Sharpshooter Mason Myers led WCHS with 18 points, 15 coming in the second half to keep the Lynx afloat. He drilled back-to-back 3s and then tossed in a teardrop in the lane in the third quarter after IF-A build its biggest lead of 12.

Colby Larson created a steal and then rewarded himself with an inside bucket with 15 seconds left in the third to pull WCHS within 37-33, but Schlatter answered with a short baseline jumper just before the buzzer to extend the Cadets’ edge back to six.

It was 49-41 IF-A with 2 minutes remaining when a critical call went against the Lynx and ended any chance they had at a comeback. Mason Myers split a pair of defenders on the left block and threw up a tough shot that went in as he fell to the ground. But instead of a basket and potential 3-point play to cut the margin to five, Myers was whistled for a charging foul. McKinney was tagged with a technical foul for arguing the call moments later and Schlatter drained both free throws to up the Cadets’ cushion to 51-41.

“At that point I just felt like I needed to fight for our guys and that’s what I did,” McKinney said.

Neither team lit it up early and that may have ultimately been the Lynx demise. They missed their first seven shots from the floor until Austin Myers finally broke a scoreless tie with a runner in the lane 4 minutes into the contest.

WCHS flustered the Cadets with a diamond-and-one defense early on; IF-A began the game 0-8 from the field and didn’t record its first field goal until the 1:20 mark of the period.
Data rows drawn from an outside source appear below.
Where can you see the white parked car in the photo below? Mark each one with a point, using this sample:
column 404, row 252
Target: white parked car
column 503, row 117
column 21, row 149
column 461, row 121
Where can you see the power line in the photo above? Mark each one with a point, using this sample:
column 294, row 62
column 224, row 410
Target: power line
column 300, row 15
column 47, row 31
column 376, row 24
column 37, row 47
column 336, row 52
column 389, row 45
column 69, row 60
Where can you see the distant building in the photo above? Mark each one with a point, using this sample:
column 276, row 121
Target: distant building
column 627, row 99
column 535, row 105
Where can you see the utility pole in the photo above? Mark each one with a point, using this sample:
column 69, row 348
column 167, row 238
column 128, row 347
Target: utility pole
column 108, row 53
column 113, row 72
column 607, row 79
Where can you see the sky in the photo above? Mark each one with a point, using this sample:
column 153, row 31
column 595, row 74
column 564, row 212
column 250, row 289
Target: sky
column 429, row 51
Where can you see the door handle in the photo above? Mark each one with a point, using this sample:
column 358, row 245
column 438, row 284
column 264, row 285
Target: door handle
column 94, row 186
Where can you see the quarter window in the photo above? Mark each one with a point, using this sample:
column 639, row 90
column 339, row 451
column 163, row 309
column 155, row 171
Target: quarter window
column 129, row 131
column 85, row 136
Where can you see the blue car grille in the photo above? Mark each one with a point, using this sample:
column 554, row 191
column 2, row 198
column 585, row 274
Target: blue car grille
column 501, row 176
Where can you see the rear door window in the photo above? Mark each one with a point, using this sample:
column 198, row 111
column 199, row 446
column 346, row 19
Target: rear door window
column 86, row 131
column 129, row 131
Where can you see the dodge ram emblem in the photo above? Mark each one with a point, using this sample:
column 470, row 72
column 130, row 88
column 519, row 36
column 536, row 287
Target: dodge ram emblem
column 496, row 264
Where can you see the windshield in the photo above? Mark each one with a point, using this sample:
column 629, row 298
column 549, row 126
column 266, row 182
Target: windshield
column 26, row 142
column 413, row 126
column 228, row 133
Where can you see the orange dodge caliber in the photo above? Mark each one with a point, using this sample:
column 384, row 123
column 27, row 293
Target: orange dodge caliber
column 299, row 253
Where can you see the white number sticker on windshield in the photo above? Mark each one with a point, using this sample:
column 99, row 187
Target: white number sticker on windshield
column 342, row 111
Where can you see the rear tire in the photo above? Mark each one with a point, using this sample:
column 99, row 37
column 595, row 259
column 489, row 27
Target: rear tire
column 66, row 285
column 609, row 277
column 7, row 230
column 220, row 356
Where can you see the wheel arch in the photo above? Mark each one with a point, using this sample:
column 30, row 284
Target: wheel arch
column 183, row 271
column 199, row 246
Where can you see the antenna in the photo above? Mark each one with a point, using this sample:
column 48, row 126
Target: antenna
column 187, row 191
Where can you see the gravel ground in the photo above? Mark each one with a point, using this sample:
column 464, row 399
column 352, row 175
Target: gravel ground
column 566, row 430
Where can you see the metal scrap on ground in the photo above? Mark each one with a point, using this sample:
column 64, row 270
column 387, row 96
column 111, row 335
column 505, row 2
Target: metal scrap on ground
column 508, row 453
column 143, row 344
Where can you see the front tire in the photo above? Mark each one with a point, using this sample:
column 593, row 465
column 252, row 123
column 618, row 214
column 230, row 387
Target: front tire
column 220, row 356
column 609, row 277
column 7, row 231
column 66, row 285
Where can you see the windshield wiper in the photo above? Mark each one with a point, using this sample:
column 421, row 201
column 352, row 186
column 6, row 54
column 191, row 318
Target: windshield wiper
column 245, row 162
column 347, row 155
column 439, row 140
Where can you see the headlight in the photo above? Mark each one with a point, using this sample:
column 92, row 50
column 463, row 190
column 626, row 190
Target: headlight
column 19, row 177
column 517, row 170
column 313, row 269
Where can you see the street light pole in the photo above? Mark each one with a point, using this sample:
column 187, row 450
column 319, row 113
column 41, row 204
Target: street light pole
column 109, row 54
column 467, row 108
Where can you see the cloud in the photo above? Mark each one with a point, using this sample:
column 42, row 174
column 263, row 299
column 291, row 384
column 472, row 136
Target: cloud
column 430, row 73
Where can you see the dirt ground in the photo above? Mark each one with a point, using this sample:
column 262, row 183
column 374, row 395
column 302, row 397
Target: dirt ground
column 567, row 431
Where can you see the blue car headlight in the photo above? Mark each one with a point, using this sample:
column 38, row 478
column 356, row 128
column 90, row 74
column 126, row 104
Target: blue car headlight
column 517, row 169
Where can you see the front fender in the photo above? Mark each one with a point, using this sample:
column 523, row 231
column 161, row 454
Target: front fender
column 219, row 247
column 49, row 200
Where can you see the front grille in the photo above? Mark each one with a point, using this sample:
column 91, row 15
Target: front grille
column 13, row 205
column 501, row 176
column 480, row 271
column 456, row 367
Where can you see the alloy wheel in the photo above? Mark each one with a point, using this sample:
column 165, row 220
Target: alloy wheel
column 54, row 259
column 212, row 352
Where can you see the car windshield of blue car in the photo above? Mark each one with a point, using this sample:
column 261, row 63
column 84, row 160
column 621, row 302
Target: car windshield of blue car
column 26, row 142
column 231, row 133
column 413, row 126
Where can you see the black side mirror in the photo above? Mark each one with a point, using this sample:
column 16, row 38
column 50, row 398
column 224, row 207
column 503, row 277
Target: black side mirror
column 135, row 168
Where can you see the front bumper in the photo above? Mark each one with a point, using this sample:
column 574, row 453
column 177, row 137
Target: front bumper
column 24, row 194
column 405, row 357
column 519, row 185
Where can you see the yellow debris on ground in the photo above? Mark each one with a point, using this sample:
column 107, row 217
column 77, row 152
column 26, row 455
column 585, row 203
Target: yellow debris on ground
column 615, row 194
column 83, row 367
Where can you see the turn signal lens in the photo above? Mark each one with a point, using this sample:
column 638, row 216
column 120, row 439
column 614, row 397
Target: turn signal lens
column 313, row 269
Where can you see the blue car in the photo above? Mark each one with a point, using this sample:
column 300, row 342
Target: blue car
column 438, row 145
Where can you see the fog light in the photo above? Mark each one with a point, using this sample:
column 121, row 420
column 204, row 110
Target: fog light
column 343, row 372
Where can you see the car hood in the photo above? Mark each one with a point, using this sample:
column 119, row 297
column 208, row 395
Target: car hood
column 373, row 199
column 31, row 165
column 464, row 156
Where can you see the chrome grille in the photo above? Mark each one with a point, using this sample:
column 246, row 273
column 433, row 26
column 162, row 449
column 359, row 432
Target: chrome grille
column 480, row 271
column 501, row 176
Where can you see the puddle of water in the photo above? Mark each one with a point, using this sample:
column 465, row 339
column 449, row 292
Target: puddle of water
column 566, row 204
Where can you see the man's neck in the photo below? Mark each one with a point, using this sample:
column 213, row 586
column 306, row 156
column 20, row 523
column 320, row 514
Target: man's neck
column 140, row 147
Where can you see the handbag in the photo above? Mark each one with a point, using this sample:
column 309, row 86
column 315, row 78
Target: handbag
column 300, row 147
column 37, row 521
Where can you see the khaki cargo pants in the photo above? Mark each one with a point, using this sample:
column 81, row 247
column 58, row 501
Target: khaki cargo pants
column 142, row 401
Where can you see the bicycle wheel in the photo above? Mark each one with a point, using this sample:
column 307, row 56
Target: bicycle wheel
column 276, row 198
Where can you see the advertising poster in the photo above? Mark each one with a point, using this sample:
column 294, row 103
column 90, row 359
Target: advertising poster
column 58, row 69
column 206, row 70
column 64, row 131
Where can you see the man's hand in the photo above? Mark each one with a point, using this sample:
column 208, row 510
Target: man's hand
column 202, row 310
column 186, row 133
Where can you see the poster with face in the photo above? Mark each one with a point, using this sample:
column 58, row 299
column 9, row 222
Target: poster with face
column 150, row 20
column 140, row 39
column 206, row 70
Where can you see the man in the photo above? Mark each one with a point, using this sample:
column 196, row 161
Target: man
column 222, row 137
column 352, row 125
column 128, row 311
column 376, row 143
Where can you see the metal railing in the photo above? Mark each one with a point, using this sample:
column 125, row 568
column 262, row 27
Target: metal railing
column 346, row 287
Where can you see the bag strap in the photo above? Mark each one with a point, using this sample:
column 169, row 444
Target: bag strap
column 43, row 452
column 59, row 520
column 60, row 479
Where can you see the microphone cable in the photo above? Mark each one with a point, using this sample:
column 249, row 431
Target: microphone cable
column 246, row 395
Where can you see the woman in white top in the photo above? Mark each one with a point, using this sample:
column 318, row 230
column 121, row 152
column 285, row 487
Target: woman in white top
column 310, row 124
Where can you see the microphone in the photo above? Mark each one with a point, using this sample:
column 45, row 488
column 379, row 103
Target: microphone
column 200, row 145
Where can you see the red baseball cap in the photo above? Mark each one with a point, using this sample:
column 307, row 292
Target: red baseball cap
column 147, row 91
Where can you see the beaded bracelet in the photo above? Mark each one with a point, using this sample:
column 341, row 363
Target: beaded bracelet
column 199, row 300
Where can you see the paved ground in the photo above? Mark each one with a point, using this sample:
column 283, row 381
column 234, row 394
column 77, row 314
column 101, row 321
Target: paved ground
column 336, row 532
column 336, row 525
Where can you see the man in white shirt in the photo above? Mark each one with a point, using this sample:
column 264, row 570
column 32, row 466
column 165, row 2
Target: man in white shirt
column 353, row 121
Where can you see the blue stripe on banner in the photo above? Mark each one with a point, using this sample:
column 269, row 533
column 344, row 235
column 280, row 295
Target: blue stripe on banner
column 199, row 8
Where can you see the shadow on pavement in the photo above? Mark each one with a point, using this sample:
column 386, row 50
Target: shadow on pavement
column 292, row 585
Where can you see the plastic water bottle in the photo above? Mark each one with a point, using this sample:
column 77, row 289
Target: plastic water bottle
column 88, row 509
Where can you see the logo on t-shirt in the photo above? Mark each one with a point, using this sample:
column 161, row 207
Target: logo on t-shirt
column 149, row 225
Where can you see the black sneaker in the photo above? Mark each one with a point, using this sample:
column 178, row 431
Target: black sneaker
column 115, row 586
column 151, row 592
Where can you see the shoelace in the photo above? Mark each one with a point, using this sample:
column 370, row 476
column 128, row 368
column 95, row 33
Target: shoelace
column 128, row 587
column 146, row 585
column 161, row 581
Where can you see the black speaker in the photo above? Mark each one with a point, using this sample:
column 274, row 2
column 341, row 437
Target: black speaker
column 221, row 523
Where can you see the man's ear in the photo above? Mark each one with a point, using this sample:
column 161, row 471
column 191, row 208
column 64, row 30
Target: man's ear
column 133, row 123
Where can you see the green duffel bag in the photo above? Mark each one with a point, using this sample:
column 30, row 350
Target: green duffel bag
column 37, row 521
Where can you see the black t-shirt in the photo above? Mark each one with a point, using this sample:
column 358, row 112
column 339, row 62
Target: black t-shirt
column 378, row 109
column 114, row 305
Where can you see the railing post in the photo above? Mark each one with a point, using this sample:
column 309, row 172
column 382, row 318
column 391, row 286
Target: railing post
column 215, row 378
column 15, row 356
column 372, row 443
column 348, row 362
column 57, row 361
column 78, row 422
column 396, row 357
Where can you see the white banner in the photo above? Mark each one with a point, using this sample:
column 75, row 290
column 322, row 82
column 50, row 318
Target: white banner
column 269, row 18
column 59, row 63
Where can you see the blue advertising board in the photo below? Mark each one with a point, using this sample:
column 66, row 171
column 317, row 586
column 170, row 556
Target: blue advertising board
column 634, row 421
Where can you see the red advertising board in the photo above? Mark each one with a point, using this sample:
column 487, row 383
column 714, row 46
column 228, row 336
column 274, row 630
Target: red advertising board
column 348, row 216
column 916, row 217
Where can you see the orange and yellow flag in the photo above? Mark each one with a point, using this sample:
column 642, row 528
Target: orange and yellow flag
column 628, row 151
It was tied at 6 after 8 minutes.

“We knew (the diamond-and-one) defense was going to be something we couldn’t stick with the whole game, so we really wanted to disrupt them for a little bit and jump on them, but we just couldn’t score points,” McKinney said. “We could not get key baskets at key times.”

IF-A went on a 10-0 spurt in the second quarter to build an 18-9 lead. Nick Olmstead led a Lynx comeback and brought them within 22-18 at the half. He scored all nine of his points during the opening half.

Larson and Colt Richardson gave WCHS valuable minutes off the bench. Larson finished with four points, five rebounds and three steals. Richardson, just a freshman, put up seven points and five boards.

“Colt’s really stepped up big for us the last few games,” McKinney said. “He definitely has a bright future.”